Adam's single comment at the end, "Wheresoever she was, there was Eden,"
was his own comment, and is perhaps the most tenderly beautiful line he
ever wrote. These two books, Adam's Diary and Eve's--amusing and
sometimes absurd as they are, and so far removed from the literal--are as
autobiographic as anything he has done, and one of them as lovely in its
truth. Like the first Maker of men, Mark Twain created Adam in his own
image; and his rare Eve is no less the companion with whom, half a
lifetime before, he had begun the marriage journey. Only here the
likeness ceases. No Serpent ever entered their Eden.

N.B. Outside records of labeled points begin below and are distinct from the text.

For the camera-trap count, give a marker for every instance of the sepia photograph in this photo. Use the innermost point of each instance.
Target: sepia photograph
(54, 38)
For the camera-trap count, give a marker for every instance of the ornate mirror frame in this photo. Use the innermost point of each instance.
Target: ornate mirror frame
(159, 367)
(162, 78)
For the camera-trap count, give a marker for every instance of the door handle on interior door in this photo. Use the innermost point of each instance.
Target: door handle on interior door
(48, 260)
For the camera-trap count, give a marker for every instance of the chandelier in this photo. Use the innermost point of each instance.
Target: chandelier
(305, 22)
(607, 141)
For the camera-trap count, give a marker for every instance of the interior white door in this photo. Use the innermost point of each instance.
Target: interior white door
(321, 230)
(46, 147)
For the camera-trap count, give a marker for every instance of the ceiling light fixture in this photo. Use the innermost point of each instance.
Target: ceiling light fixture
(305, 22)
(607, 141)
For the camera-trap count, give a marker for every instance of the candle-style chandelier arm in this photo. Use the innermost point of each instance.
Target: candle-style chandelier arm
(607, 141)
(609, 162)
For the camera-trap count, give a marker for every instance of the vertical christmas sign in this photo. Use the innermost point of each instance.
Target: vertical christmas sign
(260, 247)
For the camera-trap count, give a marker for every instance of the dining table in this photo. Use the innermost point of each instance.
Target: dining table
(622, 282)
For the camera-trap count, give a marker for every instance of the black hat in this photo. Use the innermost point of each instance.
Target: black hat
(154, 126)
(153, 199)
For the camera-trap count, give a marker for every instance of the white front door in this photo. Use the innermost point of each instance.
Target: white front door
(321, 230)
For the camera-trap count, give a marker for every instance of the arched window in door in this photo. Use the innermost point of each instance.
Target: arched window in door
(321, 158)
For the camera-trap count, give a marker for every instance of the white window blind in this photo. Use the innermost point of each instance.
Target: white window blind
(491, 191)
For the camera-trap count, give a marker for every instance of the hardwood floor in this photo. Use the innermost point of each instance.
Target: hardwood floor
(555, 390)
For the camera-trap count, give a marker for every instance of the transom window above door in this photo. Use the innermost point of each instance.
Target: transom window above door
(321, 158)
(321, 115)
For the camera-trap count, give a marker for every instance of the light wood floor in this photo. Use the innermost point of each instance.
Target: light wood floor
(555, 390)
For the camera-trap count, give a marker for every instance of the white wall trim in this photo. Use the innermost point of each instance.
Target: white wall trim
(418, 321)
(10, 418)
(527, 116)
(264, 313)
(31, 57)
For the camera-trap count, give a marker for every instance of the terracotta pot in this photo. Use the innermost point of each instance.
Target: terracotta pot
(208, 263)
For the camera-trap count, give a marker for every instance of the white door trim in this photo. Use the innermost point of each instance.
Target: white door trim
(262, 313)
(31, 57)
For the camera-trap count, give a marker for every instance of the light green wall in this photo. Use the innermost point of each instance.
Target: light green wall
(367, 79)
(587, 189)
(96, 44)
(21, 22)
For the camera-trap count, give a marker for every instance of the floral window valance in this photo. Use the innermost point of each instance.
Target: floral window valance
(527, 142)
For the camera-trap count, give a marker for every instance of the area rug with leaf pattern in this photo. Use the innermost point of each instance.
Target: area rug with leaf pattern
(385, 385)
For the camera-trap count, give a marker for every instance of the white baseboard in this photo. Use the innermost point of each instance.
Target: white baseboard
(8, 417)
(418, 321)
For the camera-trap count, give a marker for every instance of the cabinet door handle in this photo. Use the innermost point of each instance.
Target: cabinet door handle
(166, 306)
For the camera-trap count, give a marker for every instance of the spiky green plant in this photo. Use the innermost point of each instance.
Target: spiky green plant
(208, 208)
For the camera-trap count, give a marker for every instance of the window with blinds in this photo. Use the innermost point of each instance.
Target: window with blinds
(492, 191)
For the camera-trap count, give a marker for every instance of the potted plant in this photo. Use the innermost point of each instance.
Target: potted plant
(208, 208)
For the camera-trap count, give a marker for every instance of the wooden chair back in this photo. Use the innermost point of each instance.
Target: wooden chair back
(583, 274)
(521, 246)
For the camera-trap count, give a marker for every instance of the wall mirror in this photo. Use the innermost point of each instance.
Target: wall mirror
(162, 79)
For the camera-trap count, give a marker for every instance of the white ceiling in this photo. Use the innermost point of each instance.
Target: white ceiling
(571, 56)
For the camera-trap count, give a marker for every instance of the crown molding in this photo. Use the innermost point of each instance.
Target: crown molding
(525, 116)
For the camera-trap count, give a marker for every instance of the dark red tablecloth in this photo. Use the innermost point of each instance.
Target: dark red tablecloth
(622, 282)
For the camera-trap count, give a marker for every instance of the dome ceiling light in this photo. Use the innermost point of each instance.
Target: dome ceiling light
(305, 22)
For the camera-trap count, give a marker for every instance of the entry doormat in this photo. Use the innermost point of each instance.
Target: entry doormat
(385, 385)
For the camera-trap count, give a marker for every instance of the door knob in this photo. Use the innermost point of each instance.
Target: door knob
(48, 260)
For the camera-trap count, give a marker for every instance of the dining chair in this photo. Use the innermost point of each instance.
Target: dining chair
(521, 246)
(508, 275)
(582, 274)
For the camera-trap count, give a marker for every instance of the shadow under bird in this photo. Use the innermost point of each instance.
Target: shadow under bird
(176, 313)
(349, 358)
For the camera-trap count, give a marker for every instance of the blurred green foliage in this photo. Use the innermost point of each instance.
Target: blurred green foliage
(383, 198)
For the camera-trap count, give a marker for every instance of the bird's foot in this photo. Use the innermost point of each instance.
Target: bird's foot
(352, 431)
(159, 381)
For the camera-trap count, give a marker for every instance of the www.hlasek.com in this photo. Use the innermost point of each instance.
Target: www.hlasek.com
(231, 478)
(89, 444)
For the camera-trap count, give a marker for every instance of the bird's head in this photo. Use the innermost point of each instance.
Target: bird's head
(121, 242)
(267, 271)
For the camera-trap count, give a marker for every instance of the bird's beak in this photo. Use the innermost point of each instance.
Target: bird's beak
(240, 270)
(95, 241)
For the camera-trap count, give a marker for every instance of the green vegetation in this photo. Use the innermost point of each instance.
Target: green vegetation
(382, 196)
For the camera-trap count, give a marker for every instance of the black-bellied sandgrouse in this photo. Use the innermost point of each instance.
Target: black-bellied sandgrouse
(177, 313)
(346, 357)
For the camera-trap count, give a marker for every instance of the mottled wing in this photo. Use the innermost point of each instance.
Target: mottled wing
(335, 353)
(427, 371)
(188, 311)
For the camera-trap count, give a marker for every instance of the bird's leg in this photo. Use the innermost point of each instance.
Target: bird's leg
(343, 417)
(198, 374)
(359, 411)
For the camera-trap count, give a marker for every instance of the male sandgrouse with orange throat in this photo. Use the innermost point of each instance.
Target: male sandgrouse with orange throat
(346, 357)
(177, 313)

And they never
left it; it traveled with them so long as they remained together.
In the Christmas Harper for 1904 was published "Saint Joan of Arc"--the
same being the Joan introduction prepared in London five years before.
Joan's proposed beatification had stirred a new interest in the martyred
girl, and this most beautiful article became a sort of key-note of the
public heart. Those who read it were likely to go back and read the
Recollections, and a new appreciation grew for that masterpiece. In his
later and wider acceptance by his own land, and by the world at large,
the book came to be regarded with a fresh understanding. Letters came
from scores of readers, as if it were a newly issued volume. A
distinguished educator wrote:
I would rather have written your history of Joan of Arc than any
other piece of literature in any language.
And this sentiment grew. The demand for the book increased, and has
continued to increase, steadily and rapidly. In the long and last
analysis the good must prevail. A day will come when there will be as
many readers of Joan as of any other of Mark Twain's works.
[The growing appreciation of Joan is shown by the report of sales for the
three years following 1904. The sales for that year in America were
1,726; for 1905, 2,445 for 1906, 5,381; for 1907, 6,574. At this point
it passed Pudd'nhead Wilson, the Yankee, The Gilded Age, Life on the
Mississippi, overtook the Tramp Abroad, and more than doubled The
American Claimant. Only The Innocents Abroad, Huckleberry Finn, Tom
Sawyer, and Roughing It still ranged ahead of it, in the order named.]